Implemented: v1.6.21. Optional 48 digit PIN set in Settings → Security → Interface PIN. Unauthenticated requests to the main UI or API redirect to /login. /view and viewer auth routes are completely exempt — reviewer links are unaffected. Salted SHA-256 hash stored in config.json. Rate-limited: 5 failures per IP per 5 minutes.


§37 — Google Drive delta scan

Google Drive scans always re-downloaded every file on every run, regardless of what had changed. This made repeated scans of large Google Drives impractical.

Implemented: v1.6.21. Uses the Google Drive Changes API. First delta-enabled run records a start page token per user (gdrive:{email} in delta.json). Subsequent runs call conn.get_drive_changes() and process only changed/new files. Invalid tokens fall back to a full scan automatically. Token save loads delta.json fresh before writing to avoid racing with concurrent M365 token saves.


§38 — Route integration tests

Security-sensitive paths (viewer token auth, role/user scope enforcement, interface PIN gate) had no automated coverage. The only way a role-scope regression would be caught was manually testing a share link — which nobody did, and a real bug went undetected (row.get("role") vs. row.get("user_role")).

Implemented: 44 Flask test-client tests in tests/test_route_integration.py covering: viewer token CRUD and scope validation, GET /api/db/flagged role and user scope enforcement, bulk disposition isolation (untouched items stay unreviewed), viewer PIN (set/verify/rate-limit/change/clear), interface PIN gate with multi-step flows, scan lock always released on run_scan() exception, GET /api/db/sessions shape and newest-first ordering. All tests run against a tmp-path in-memory database — no cloud credentials required.

Bugs caught and fixed:

  • routes/database.py role scope filter used row.get("role") — column is user_role. Role-scoped tokens returned an empty list for all users.
  • gdpr_db.get_session_items(ref_scan_id=N) had no upper time bound — historical session queries included all subsequent scans. Fixed with BETWEEN ref - 300 AND ref + 300.

Why test the interface PIN gate separately: the before_request hook in gdpr_scanner.py blocks ALL API routes (including /api/interface/pin itself) once a PIN is set. Multi-step PIN tests must inject session["interface_ok"] = True after the first PIN-set request — otherwise the gate blocks subsequent requests in the same test.


Open ideas

Streaming / generator scan pattern for very large tenants

Current M365 scan: collect all work items first (all users' emails + files), then process.

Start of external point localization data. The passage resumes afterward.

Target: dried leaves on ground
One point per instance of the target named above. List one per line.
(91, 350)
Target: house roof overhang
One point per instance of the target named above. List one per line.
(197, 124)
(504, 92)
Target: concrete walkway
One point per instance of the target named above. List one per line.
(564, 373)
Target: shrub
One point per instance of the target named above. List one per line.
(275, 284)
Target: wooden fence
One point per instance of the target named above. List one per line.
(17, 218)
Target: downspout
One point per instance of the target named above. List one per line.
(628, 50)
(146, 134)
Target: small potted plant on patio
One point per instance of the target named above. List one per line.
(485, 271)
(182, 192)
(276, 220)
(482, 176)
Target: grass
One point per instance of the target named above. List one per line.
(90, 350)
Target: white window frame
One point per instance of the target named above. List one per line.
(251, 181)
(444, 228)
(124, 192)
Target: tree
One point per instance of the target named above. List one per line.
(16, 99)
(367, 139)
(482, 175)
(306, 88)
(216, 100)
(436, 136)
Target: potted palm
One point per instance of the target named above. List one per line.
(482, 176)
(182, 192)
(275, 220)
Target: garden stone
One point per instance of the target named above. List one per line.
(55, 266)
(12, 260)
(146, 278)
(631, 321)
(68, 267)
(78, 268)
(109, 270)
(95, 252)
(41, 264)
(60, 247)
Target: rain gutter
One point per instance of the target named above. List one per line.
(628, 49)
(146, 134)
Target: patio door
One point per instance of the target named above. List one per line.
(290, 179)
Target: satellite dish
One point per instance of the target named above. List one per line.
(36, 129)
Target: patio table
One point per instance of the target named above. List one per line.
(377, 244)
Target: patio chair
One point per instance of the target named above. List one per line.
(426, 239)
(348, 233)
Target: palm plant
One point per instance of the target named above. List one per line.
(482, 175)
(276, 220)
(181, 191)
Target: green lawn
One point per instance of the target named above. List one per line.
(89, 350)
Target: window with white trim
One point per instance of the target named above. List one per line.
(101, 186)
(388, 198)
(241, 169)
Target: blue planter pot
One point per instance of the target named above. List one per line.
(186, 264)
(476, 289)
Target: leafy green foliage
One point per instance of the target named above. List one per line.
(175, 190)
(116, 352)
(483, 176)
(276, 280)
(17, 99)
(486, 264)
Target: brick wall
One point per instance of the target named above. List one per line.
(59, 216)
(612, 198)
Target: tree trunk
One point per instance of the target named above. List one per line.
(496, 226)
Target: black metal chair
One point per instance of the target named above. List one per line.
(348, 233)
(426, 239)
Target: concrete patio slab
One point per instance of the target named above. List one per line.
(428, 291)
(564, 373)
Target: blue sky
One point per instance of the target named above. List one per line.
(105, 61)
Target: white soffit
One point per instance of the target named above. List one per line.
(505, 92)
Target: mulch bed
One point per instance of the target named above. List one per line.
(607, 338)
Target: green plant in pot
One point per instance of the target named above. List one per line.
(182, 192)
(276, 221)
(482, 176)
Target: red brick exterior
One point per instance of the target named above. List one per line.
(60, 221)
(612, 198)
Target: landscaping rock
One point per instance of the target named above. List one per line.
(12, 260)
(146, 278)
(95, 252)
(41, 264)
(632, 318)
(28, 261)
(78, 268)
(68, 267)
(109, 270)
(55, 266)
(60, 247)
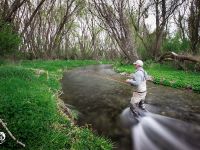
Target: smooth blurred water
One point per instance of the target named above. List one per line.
(95, 92)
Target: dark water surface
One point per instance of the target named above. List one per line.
(98, 96)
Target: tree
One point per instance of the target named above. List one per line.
(116, 23)
(194, 26)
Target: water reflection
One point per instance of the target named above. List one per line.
(156, 132)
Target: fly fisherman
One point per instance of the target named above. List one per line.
(138, 79)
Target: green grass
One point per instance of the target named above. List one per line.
(28, 105)
(167, 75)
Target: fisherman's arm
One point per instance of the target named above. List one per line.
(137, 79)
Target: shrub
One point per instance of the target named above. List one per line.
(9, 40)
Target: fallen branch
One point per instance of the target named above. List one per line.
(174, 56)
(10, 134)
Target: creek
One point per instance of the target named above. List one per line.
(100, 95)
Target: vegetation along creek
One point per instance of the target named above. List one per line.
(100, 95)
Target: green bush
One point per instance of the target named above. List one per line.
(29, 107)
(9, 40)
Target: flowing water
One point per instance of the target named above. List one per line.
(100, 96)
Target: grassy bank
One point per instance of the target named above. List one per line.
(168, 75)
(28, 104)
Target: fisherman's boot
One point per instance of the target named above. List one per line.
(133, 110)
(141, 104)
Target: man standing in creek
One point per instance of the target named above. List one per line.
(138, 79)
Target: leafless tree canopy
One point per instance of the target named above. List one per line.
(94, 29)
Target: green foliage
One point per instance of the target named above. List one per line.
(166, 74)
(30, 109)
(9, 41)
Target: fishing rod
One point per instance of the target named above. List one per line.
(113, 79)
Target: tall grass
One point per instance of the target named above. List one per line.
(28, 105)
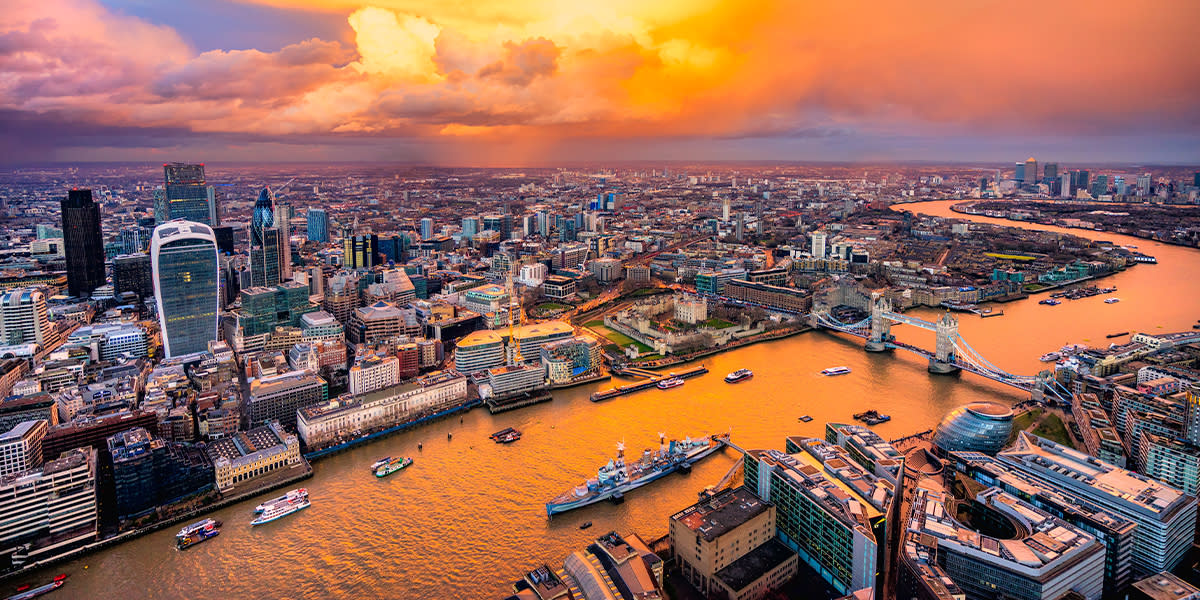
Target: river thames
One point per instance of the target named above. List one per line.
(468, 517)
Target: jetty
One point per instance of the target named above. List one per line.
(649, 382)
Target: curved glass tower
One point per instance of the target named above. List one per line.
(976, 427)
(264, 243)
(184, 257)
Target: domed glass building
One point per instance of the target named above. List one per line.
(976, 427)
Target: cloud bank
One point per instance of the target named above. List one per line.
(516, 79)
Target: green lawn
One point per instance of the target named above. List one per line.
(1023, 421)
(1054, 430)
(1051, 427)
(617, 337)
(1009, 257)
(715, 323)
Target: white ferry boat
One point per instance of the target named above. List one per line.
(666, 384)
(833, 371)
(293, 496)
(281, 509)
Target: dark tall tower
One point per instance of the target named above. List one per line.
(84, 244)
(186, 195)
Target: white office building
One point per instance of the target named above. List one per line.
(21, 448)
(51, 509)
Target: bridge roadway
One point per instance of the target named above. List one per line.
(964, 358)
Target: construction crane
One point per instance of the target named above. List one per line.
(515, 316)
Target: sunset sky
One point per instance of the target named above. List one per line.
(539, 82)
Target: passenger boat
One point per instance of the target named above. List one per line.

For tenants >500k emails the work_items deque can still be several GB even after stripping email HTML. The fix is to process each user's items inline as they are fetched — generator/streaming pattern — so memory is bounded to one user's items at a time.

Estimate: 12 days. Requires careful refactoring of run_scan() in scan_engine.py. Not urgent until a tenant of that size is encountered.

Bulk redaction

Write redacted copies of flagged files with CPR numbers replaced by XXX XXXX-XXXX. Would require writing back to OneDrive/SharePoint/Google Drive (upload with the same filename). Legally complex — redaction must be audited. Low priority until a school explicitly requests it.

Email notification on scan completion (non-scheduled)

Auto-email now fires on manual scans when Email report after manual scan is enabled in Settings → Email report. Toggle stored as auto_email_manual in smtp.json. Implemented in routes/scan.py_maybe_send_auto_email() is called from the _run() thread after run_scan() returns. Same Graph-first → SMTP-fallback pattern as scheduled scans. Only fires when there are flagged items and at least one recipient is configured.